Step-by-step explanation:
To find the equation of the tangent line, we need to find the slope of the tangent line at the given point. The slope of a curve at a point can be found using the derivative of the function. So, first, we find the derivative of the function y = (x - x^2), which is dy/dx = 1 - 2x.
Substitute x = 4 into the derivative equation: dy/dx = 1 - 2(4) = 1 - 8 = -7.
Now we have the slope of the tangent line, which is -7. We also know that the equation of a line can be written in the form y = mx + b, where m is the slope and b is the y-intercept. Using the point (4, y), we can substitute the values to find b: y = (-7)(4) + b, y = -28 + b.

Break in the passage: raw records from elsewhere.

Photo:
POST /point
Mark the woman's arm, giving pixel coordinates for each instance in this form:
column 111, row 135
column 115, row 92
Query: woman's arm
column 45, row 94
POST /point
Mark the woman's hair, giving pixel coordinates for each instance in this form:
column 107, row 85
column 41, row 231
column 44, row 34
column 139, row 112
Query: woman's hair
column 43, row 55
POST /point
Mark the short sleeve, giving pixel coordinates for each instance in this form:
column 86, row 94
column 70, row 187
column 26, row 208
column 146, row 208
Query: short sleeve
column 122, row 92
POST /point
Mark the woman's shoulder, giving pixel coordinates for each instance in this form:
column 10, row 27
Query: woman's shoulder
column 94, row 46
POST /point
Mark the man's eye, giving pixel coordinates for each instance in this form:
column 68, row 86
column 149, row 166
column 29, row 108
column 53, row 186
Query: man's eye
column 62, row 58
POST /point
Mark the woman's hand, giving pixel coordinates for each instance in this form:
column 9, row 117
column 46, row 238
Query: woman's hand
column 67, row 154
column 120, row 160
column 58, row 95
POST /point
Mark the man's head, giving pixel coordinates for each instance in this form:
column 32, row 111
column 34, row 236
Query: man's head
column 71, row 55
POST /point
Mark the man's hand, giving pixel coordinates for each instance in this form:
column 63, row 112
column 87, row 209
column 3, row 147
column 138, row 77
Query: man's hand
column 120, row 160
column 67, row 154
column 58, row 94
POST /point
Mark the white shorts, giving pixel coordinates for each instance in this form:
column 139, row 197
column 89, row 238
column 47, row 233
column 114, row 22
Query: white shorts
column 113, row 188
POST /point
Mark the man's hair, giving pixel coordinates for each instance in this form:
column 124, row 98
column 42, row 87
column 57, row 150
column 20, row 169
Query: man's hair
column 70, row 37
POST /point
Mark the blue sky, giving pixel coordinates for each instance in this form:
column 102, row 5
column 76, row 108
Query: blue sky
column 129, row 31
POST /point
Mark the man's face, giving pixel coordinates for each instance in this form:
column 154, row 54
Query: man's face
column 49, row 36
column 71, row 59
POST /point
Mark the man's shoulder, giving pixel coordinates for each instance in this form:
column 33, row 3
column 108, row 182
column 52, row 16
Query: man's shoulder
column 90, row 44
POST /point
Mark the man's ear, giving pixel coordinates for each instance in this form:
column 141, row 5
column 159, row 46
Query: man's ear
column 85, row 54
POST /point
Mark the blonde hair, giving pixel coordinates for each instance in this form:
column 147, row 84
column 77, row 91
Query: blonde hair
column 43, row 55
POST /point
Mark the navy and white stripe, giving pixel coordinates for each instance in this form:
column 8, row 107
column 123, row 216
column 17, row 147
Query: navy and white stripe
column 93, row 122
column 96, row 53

Since the point (4, y) lies on the curve y = (x - x^2), we can substitute x = 4 into the equation and solve for y: y = 4 - 4^2, y = 4 - 16, y = -12.
Substituting the values of m = -7 and (x, y) = (4, -12) into the equation y = mx + b, we can solve for b: -12 = (-7)(4) + b, -12 = -28 + b, b = -12 + 28, b = 16.
Therefore, the equation of the tangent line to y = (x - x^2) at x = 4 is y = -7x + 16.